Neural Network (NN) algorithms represent an alternative approach for inversion problems in remote sensing. The effectiveness of NN algorithms for the retrieval of ozone concentration profiles from satellite data has been shown in recent studies. Moreover NNs determine the input-output relationship directly form the data, hence an explicit modelling of all radiative interactions can be avoided with this approach.

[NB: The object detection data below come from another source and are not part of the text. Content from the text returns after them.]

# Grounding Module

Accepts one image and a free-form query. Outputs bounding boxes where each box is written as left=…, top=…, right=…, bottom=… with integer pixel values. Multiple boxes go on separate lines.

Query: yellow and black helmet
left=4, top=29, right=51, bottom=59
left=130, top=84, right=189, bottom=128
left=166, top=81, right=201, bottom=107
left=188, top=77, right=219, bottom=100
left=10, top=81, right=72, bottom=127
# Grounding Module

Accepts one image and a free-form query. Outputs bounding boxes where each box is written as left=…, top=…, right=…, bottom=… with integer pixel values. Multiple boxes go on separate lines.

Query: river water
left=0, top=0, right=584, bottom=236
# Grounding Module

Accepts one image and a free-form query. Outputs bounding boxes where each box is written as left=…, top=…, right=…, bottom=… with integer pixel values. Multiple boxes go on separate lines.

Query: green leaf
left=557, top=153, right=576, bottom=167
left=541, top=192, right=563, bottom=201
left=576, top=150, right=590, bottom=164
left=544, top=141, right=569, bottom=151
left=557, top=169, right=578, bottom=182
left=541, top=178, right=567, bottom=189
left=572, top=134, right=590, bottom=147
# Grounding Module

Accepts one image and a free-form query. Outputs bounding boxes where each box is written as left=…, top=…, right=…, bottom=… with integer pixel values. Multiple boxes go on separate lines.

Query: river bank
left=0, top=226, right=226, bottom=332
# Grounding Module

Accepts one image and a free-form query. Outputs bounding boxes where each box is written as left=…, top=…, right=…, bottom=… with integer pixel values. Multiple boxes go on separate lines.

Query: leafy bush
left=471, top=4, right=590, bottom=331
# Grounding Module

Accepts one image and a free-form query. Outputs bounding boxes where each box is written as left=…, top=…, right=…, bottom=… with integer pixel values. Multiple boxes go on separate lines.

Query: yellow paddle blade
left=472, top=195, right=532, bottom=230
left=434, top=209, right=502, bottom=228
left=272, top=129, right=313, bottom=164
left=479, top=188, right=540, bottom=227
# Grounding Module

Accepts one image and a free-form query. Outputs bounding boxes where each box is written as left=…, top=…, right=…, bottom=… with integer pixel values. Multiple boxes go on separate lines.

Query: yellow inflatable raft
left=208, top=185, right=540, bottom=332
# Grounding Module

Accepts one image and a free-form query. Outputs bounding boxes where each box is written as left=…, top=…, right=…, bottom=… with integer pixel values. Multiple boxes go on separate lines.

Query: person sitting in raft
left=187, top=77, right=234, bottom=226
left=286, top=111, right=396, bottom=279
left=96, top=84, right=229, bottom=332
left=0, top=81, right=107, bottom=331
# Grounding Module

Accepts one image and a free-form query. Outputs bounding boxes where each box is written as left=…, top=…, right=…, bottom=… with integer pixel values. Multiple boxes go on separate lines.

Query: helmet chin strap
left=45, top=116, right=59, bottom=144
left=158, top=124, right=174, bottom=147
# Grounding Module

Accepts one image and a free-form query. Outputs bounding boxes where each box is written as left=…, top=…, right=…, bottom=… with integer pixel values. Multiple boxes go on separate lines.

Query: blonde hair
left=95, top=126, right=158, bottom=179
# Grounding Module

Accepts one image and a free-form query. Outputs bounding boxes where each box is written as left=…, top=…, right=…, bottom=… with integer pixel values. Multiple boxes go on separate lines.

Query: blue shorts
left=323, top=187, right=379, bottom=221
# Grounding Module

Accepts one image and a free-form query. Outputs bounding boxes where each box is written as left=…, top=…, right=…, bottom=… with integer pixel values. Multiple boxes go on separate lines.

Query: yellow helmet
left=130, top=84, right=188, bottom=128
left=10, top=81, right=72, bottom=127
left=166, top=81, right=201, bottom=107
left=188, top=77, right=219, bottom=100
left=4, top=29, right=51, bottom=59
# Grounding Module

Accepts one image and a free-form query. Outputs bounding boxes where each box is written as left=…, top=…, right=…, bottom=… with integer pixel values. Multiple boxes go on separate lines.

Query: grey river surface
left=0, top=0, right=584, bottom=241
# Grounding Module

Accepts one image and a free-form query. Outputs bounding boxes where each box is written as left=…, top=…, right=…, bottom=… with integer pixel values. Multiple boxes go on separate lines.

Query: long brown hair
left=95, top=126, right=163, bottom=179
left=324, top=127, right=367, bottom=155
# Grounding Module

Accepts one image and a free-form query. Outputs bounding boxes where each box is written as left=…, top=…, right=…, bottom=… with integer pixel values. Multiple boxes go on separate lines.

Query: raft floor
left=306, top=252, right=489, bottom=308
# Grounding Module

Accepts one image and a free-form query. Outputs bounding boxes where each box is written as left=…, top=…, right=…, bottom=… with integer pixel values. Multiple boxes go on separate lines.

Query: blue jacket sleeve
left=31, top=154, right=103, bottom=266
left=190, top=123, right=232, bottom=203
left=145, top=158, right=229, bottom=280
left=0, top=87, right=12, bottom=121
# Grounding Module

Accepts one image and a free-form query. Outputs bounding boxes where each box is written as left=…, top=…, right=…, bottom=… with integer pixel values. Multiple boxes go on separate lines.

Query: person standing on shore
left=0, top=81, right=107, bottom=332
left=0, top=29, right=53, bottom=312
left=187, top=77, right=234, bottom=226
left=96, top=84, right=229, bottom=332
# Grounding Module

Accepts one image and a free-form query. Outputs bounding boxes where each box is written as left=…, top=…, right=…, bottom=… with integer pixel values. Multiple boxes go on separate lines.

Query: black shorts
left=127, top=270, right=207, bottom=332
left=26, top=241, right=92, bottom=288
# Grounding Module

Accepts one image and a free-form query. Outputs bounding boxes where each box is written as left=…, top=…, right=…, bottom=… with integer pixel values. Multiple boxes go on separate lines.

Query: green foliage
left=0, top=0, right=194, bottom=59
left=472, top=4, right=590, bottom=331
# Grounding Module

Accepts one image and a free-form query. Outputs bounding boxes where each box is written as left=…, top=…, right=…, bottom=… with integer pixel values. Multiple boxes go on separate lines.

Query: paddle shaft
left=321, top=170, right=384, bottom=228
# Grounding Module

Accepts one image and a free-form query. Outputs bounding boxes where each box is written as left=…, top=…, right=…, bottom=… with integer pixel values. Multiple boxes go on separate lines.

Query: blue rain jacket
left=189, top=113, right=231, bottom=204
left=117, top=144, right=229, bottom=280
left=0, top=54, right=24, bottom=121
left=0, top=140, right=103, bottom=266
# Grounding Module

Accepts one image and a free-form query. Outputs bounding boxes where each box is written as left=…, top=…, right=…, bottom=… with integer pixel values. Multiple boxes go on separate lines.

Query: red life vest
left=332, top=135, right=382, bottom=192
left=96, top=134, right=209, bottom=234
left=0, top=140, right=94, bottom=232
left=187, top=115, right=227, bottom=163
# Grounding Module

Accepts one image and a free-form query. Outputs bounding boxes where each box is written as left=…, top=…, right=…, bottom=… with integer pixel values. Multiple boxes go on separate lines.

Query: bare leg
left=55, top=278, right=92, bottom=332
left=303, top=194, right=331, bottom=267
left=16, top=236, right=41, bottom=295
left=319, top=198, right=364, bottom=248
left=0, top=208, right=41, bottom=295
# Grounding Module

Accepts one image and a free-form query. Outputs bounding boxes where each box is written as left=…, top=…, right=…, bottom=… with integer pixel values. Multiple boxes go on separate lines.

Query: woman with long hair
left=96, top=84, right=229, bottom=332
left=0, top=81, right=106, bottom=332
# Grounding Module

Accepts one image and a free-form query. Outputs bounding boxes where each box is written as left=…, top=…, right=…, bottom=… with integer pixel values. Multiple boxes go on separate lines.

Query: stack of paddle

This paper aims at demonstrating that the use of VIS wavelengths using a Neural Network algorithm can significantly improve the accuracy of ozone retrievals. To achieve this goal we tried two different algorithms, the first trained to retrieve ozone concentration profiles, and the second to directly retrieve tropospheric ozone columns, both from SCIAMACHY Level 1 data. Satellite data were matched with ozonesondes measurements to obtain input-output pairs for the net; we also considered the use of synthetic spectra to enrich the statistics of the datasets. Comparisons between two neural architectures, one using only UV wavelengths and one using both UV and VIS wavelengths, have been made for the two algorithms. The design stage of the Neural Networks, including the preparation of training dataset and input selection by means of an Extended Pruning technique, is here discussed. The algorithms were tested on independent datasets. The results show that, with the use of VIS radiation, the accuracy of the retrievals, especially in the troposphere, can be improved up to the 20%.